For better success, add a 10-second sleep and a printout to innobase_rollback_by_xid() in storage/innobase/handler/ha_innodb.cc, just before the innobase_rollback_trx(trx) call:

		fprintf(stderr, "XA rollback sleep\n");
		os_thread_sleep(10000000);
		fprintf(stderr, "XA rollback sleep end\n");

Suggested fix:
In trx_get_trx_by_xid(xid), while holding the lock, remove the xid from the lookup table, e.g., by zeroing out trx->xid.
[27 Jan 2011 11:28] Bugs System
A patch for this bug has been committed. After review, it may
be pushed to the relevant source trees for release in the next
version. You can access the patch from:

  http://lists.mysql.com/commits/129738
[27 Jan 2011 11:28] Bugs System
A patch for this bug has been committed. After review, it may
be pushed to the relevant source trees for release in the next
version.
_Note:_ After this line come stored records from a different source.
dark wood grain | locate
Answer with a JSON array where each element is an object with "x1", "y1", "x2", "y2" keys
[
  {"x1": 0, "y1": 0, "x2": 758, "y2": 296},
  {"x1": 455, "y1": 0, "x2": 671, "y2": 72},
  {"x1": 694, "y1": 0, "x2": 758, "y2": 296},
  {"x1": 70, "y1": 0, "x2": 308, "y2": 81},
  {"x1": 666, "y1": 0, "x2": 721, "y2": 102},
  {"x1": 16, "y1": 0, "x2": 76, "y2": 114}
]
You can access the patch from:

  http://lists.mysql.com/commits/129739
[30 Jan 2011 16:58] Bugs System
Pushed into mysql-5.1 5.1.56 (revid:vasil.dimov@oracle.com-20110130164158-1q99a41kb2wvkw3a) (version source revid:vasil.dimov@oracle.com-20110130164158-1q99a41kb2wvkw3a) (merge vers: 5.1.56) (pib:24)
[30 Jan 2011 16:59] Bugs System
Pushed into mysql-trunk 5.6.2 (revid:vasil.dimov@oracle.com-20110130165639-1pr3opz839b98q5j) (version source revid:vasil.dimov@oracle.com-20110130165522-m0o6al0pn5ig9kv3) (merge vers: 5.6.2) (pib:24)
[30 Jan 2011 17:00] Bugs System
Pushed into mysql-5.5 5.5.10 (revid:vasil.dimov@oracle.com-20110130165343-he9art47agq1a3gr) (version source revid:vasil.dimov@oracle.com-20110130165137-5lvzsq9j29j0hp1s) (merge vers: 5.5.10) (pib:24)
[4 Feb 2011 9:35] MySQL Verification Team
Marko, Sunny, was it intentional that you left the debugging code:

fprintf(stderr, "XA rollback sleep\n");
os_thread_sleep(10000000);
fprintf(stderr, "XA rollback sleep end\n");

in mysql-trunk ???
[4 Feb 2011 22:20] Sunny Bains
Shane, I couldn't find the debug code that you mention in any of
the InnoDB files. I grepped for 'os_thread_sleep(10000000)' and only
found one instance in os0file.c and no instances of 'XA rollback sleep'.